How to Set Up Blue/Green ECS Deploys With CodeDeploy

July 10, 2028 · 15 min read

DevOps Engineer Professional · DOP-C02 · part of The Exam Room

The situation

An e-commerce platform runs roughly forty microservices on ECS Fargate behind Application Load Balancers. Each service uses the default ECS rolling-update deployment controller with minimumHealthyPercent: 100 and maximumPercent: 200, standard Fargate rolling.

Two weeks ago the checkout service deployed a task definition that renamed a field on /v2/cart from total_cents to total_minor_units. For the eight minutes new and old tasks both sat behind the same ALB target group, roughly half of traffic hit a task speaking the new shape and half hit a task still speaking the old one. The upstream UI cached the first schema it saw per session and failed validation on the next request. Elevated 5xx for eight minutes. Rollback took another seven.

The post-incident list: no mixed-version traffic on the same listener, automatic rollback on alarm, pre-traffic smoke tests through the load balancer, and something that doesn’t require bespoke orchestration per service because there are forty of them.

What actually matters

Before reaching for a controller, it’s worth separating what the rolling-update model actually does wrong here from what can be papered over with tighter alarms.

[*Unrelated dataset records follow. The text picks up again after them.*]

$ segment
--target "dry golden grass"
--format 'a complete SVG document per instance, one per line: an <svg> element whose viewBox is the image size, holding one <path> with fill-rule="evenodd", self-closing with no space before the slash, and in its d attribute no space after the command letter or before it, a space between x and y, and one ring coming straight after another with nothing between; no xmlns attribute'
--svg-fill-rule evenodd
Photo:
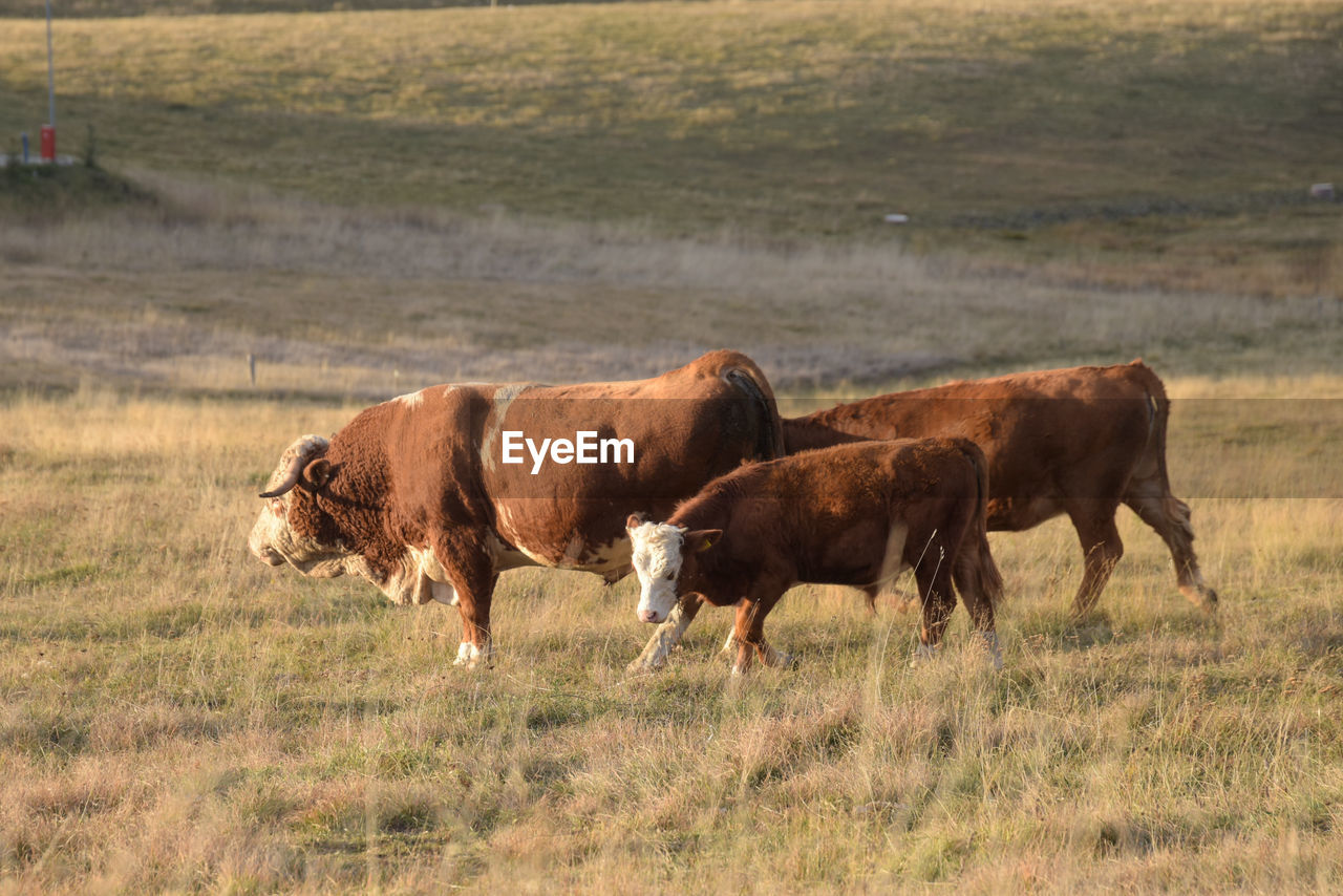
<svg viewBox="0 0 1343 896"><path fill-rule="evenodd" d="M133 5L133 4L132 4ZM349 204L1338 296L1338 0L771 0L56 28L62 146ZM0 28L0 140L46 110ZM0 191L0 204L4 195ZM882 223L912 215L908 227Z"/></svg>
<svg viewBox="0 0 1343 896"><path fill-rule="evenodd" d="M732 681L712 610L670 669L626 680L647 634L629 582L506 574L502 653L473 674L449 665L451 611L252 560L275 453L353 407L11 395L4 889L1336 889L1343 488L1217 497L1238 473L1205 449L1228 430L1180 407L1172 476L1215 623L1124 512L1128 553L1078 627L1068 527L992 536L1002 673L963 650L960 613L945 656L909 669L911 617L799 588L771 625L800 668ZM1307 423L1266 463L1252 446L1270 494L1297 493Z"/></svg>
<svg viewBox="0 0 1343 896"><path fill-rule="evenodd" d="M11 227L0 386L367 402L449 380L646 376L732 345L782 394L1116 363L1305 376L1343 304L984 273L877 243L342 210L141 175L156 206Z"/></svg>

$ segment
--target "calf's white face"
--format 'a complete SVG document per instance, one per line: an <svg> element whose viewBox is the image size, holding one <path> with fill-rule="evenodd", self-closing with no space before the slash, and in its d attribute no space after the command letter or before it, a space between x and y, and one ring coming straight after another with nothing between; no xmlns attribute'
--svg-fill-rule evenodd
<svg viewBox="0 0 1343 896"><path fill-rule="evenodd" d="M686 529L667 523L643 523L631 516L624 531L630 535L634 572L639 576L639 621L662 622L676 606Z"/></svg>

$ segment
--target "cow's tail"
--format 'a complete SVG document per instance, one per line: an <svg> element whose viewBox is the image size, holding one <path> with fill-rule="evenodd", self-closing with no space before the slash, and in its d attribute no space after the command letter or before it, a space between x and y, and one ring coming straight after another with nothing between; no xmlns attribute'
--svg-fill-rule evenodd
<svg viewBox="0 0 1343 896"><path fill-rule="evenodd" d="M952 574L956 587L962 591L968 587L978 591L988 603L997 607L1003 598L1003 578L998 571L998 563L988 549L988 459L984 453L970 439L952 439L960 453L964 454L975 467L975 516L971 520L971 531L966 533L960 551L956 552L956 566Z"/></svg>
<svg viewBox="0 0 1343 896"><path fill-rule="evenodd" d="M756 445L755 459L772 461L783 457L783 423L779 420L779 403L764 373L744 367L729 367L723 371L723 379L743 392L755 411Z"/></svg>

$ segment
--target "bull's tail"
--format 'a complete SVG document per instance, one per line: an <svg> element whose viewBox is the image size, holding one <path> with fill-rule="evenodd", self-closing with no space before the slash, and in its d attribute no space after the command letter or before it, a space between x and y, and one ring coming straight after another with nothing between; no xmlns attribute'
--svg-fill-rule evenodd
<svg viewBox="0 0 1343 896"><path fill-rule="evenodd" d="M723 371L723 379L743 392L755 411L757 461L772 461L783 457L783 423L779 420L779 404L764 373L744 367L729 367Z"/></svg>
<svg viewBox="0 0 1343 896"><path fill-rule="evenodd" d="M952 576L956 587L964 594L974 590L997 607L1003 598L1003 578L998 571L998 563L988 549L988 459L978 445L970 439L952 439L960 453L975 466L975 514L970 523L970 532L966 533L956 552L956 566Z"/></svg>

The underlying failure was two revisions living behind one target group at the same time. The ALB has no notion of revisions; it balances across healthy targets. Rolling update says “spin up the new tasks, wait for health, drain the old” and during the overlap window the load balancer genuinely has no way to prefer one over the other. A contract-incompatible change during that window is 50/50 roulette for every request. Alarms catch the consequence (5xx is up) but not the cause (the mixed pool), by the time the alarm fires, traffic has already been served by both versions. The fix we want isn’t tighter alarms; it’s a topology where mixed-version serving is structurally impossible.

Structurally impossible means each version lives behind its own target group, and the load balancer switches between target groups rather than between tasks. That’s the blue/green shape. Inside a given target group the revision is uniform; a client hitting the “new” group gets the new version for every request; a client hitting the “old” group gets the old version for every request. No half-state, regardless of schema discipline.

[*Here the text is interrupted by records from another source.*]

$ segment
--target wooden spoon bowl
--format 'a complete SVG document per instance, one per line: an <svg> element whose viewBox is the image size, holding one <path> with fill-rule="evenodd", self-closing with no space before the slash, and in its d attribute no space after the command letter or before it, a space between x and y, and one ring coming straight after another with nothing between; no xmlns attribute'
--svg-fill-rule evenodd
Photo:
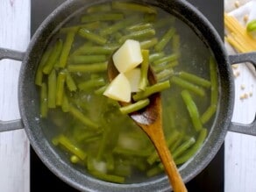
<svg viewBox="0 0 256 192"><path fill-rule="evenodd" d="M110 81L112 81L117 75L118 71L113 63L112 57L110 57L108 63L108 76ZM147 76L150 84L156 83L156 78L151 68L149 68ZM139 111L129 114L129 116L147 134L154 145L174 191L188 191L164 137L160 94L156 93L150 96L149 100L149 105ZM123 102L119 102L119 103L121 106L129 104Z"/></svg>

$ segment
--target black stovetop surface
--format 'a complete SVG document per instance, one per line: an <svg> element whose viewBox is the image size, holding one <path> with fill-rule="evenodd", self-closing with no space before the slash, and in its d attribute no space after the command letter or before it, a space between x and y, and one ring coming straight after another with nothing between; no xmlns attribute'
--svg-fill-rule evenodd
<svg viewBox="0 0 256 192"><path fill-rule="evenodd" d="M224 2L223 0L188 0L202 11L224 37ZM32 35L46 17L65 0L32 0L31 34ZM224 191L224 145L209 164L196 177L186 184L189 192ZM39 159L31 147L31 192L52 191L53 188L62 192L75 192L71 188L55 176Z"/></svg>

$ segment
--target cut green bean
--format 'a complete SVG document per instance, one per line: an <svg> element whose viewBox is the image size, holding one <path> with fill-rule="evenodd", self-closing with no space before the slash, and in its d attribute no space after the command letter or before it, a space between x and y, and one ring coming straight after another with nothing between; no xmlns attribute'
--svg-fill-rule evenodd
<svg viewBox="0 0 256 192"><path fill-rule="evenodd" d="M129 32L134 32L142 31L142 30L146 30L146 29L152 29L152 28L153 28L152 24L142 23L142 24L136 24L134 25L129 26L126 28L126 31L128 31Z"/></svg>
<svg viewBox="0 0 256 192"><path fill-rule="evenodd" d="M58 64L58 67L61 68L64 68L67 65L68 57L69 55L69 52L70 52L70 49L75 39L75 33L73 32L68 32L67 34L66 40L63 45L62 52L60 56L60 61Z"/></svg>
<svg viewBox="0 0 256 192"><path fill-rule="evenodd" d="M174 28L170 28L160 39L160 41L155 45L154 49L157 52L161 52L167 46L167 44L171 40L175 33Z"/></svg>
<svg viewBox="0 0 256 192"><path fill-rule="evenodd" d="M217 110L217 105L211 104L210 107L205 110L205 112L201 116L202 124L206 124L215 114Z"/></svg>
<svg viewBox="0 0 256 192"><path fill-rule="evenodd" d="M128 35L124 35L122 38L119 39L119 43L124 43L127 39L145 39L149 38L153 38L155 35L155 30L154 29L146 29L142 31L138 31L132 32Z"/></svg>
<svg viewBox="0 0 256 192"><path fill-rule="evenodd" d="M106 181L110 181L110 182L116 182L116 183L124 183L124 177L122 176L117 176L114 174L103 174L98 171L90 171L89 172L92 175L95 177Z"/></svg>
<svg viewBox="0 0 256 192"><path fill-rule="evenodd" d="M49 59L49 56L51 53L53 52L53 48L47 49L45 53L43 54L40 62L39 64L37 73L36 73L36 77L35 77L35 84L41 86L42 82L43 82L43 68L45 64L47 62L47 60Z"/></svg>
<svg viewBox="0 0 256 192"><path fill-rule="evenodd" d="M64 84L65 84L66 74L64 71L60 71L57 77L56 84L56 105L61 106L64 95Z"/></svg>
<svg viewBox="0 0 256 192"><path fill-rule="evenodd" d="M180 77L173 76L170 81L171 82L180 86L181 88L188 89L200 96L205 96L205 91L203 89Z"/></svg>
<svg viewBox="0 0 256 192"><path fill-rule="evenodd" d="M82 82L78 84L78 89L80 90L89 90L92 88L97 88L105 85L106 82L103 78L99 77L99 78L95 78L95 79L90 79L87 82Z"/></svg>
<svg viewBox="0 0 256 192"><path fill-rule="evenodd" d="M155 72L157 73L157 72ZM163 69L160 72L158 72L156 74L156 80L157 82L163 82L170 79L171 76L173 76L174 74L174 69L172 68L167 68L167 69Z"/></svg>
<svg viewBox="0 0 256 192"><path fill-rule="evenodd" d="M76 25L74 26L62 27L60 30L60 33L77 32L78 30L80 30L81 28L94 30L94 29L97 29L98 27L100 27L100 24L101 23L99 21L96 21L96 22L91 22L91 23L83 24L83 25Z"/></svg>
<svg viewBox="0 0 256 192"><path fill-rule="evenodd" d="M94 21L115 21L124 19L122 13L94 13L84 15L81 18L82 23L89 23Z"/></svg>
<svg viewBox="0 0 256 192"><path fill-rule="evenodd" d="M70 58L70 64L98 63L107 60L106 55L75 55Z"/></svg>
<svg viewBox="0 0 256 192"><path fill-rule="evenodd" d="M98 34L93 33L92 32L85 29L85 28L82 28L78 31L78 34L81 37L83 37L89 40L91 40L92 42L95 42L96 44L99 45L105 45L107 42L107 39L101 37Z"/></svg>
<svg viewBox="0 0 256 192"><path fill-rule="evenodd" d="M204 142L207 136L207 130L202 129L199 132L198 137L196 138L196 143L186 152L184 154L177 158L174 161L176 165L181 165L187 160L188 160L190 158L192 158L193 155L196 154L196 153L199 150L199 148L202 146L203 143Z"/></svg>
<svg viewBox="0 0 256 192"><path fill-rule="evenodd" d="M121 11L132 11L146 13L157 13L157 11L153 7L146 6L144 4L138 4L134 3L126 3L126 2L112 2L112 9L121 10Z"/></svg>
<svg viewBox="0 0 256 192"><path fill-rule="evenodd" d="M153 38L148 40L145 40L140 42L140 48L141 49L149 49L153 46L154 46L158 43L158 39L157 38Z"/></svg>
<svg viewBox="0 0 256 192"><path fill-rule="evenodd" d="M69 102L66 96L66 94L63 95L62 103L61 103L61 110L63 112L68 112L69 111Z"/></svg>
<svg viewBox="0 0 256 192"><path fill-rule="evenodd" d="M136 93L135 95L133 95L132 98L134 101L142 100L142 99L147 98L149 96L151 96L154 93L163 91L168 88L170 88L170 82L169 81L158 82L158 83L153 84L150 87L146 87L145 91L139 91L139 92Z"/></svg>
<svg viewBox="0 0 256 192"><path fill-rule="evenodd" d="M45 82L41 84L40 90L40 117L45 118L48 113L47 86Z"/></svg>
<svg viewBox="0 0 256 192"><path fill-rule="evenodd" d="M179 73L179 75L182 79L187 80L188 82L190 82L195 83L195 84L199 85L199 86L210 88L211 85L210 81L208 81L204 78L202 78L200 76L197 76L194 74L185 72L185 71L181 71Z"/></svg>
<svg viewBox="0 0 256 192"><path fill-rule="evenodd" d="M68 65L68 70L69 72L103 72L106 71L108 68L107 62L86 64L86 65Z"/></svg>
<svg viewBox="0 0 256 192"><path fill-rule="evenodd" d="M66 84L67 84L68 90L76 91L77 87L75 85L75 82L73 77L71 76L71 75L69 74L69 72L68 70L65 70L65 73L66 73Z"/></svg>
<svg viewBox="0 0 256 192"><path fill-rule="evenodd" d="M101 54L111 54L113 51L115 51L117 46L81 46L79 49L74 52L72 56L77 54L95 54L95 55L101 55Z"/></svg>
<svg viewBox="0 0 256 192"><path fill-rule="evenodd" d="M143 61L140 66L140 78L139 83L139 89L140 90L145 90L146 87L148 85L147 79L147 72L149 68L149 51L148 50L141 50L141 54L143 58Z"/></svg>
<svg viewBox="0 0 256 192"><path fill-rule="evenodd" d="M54 69L48 75L48 108L56 107L56 85L57 77Z"/></svg>
<svg viewBox="0 0 256 192"><path fill-rule="evenodd" d="M153 64L160 65L166 62L173 62L174 60L177 60L178 58L179 58L179 54L173 53L171 55L165 56L165 57L160 58L159 60L154 60Z"/></svg>
<svg viewBox="0 0 256 192"><path fill-rule="evenodd" d="M149 99L139 100L132 104L129 104L120 108L122 114L129 114L138 111L149 104Z"/></svg>
<svg viewBox="0 0 256 192"><path fill-rule="evenodd" d="M149 55L149 62L153 63L153 61L162 58L165 56L165 53L163 52L160 53L154 53Z"/></svg>
<svg viewBox="0 0 256 192"><path fill-rule="evenodd" d="M61 39L58 39L57 42L55 43L53 51L47 60L47 62L45 64L43 72L44 74L50 74L52 69L54 67L57 60L59 59L61 50L62 50L63 42Z"/></svg>
<svg viewBox="0 0 256 192"><path fill-rule="evenodd" d="M200 115L190 93L188 90L182 90L181 96L184 101L184 103L187 106L195 130L196 132L201 131L203 129L203 125L200 120Z"/></svg>
<svg viewBox="0 0 256 192"><path fill-rule="evenodd" d="M175 151L172 152L173 158L176 159L184 153L189 147L191 147L196 143L195 138L190 138L189 139L183 142Z"/></svg>
<svg viewBox="0 0 256 192"><path fill-rule="evenodd" d="M57 138L53 139L54 140L53 143L54 145L61 145L63 147L68 150L69 153L76 155L80 160L84 160L87 154L85 152L83 152L81 148L79 148L77 146L73 144L71 140L69 140L66 136L60 135Z"/></svg>
<svg viewBox="0 0 256 192"><path fill-rule="evenodd" d="M218 79L217 63L213 57L210 58L210 103L217 105L218 100Z"/></svg>
<svg viewBox="0 0 256 192"><path fill-rule="evenodd" d="M92 129L99 128L98 124L93 122L91 119L84 116L78 109L76 109L73 105L69 105L69 112L74 116L74 117L80 120L84 125Z"/></svg>
<svg viewBox="0 0 256 192"><path fill-rule="evenodd" d="M96 4L94 6L89 7L86 11L88 13L98 13L98 12L108 12L111 11L111 5L109 4Z"/></svg>
<svg viewBox="0 0 256 192"><path fill-rule="evenodd" d="M127 25L132 25L132 23L134 23L134 21L138 21L139 19L139 18L138 16L130 17L128 18L123 19L120 22L117 22L110 26L106 27L105 29L103 29L100 32L100 34L103 36L113 34L117 31L125 28Z"/></svg>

Testing before customers see it is a separate lever. A canary that routes 10% of real traffic to the new version exposes, by design, 10% of customers to whatever’s wrong. A smoke test is the earlier check, invocations through the load balancer with controlled inputs, on a path only the test harness knows about, before any production weight moves. When the pre-traffic test catches the bug, zero customers saw it. When it doesn’t, the canary and the alarm gate are what’s left.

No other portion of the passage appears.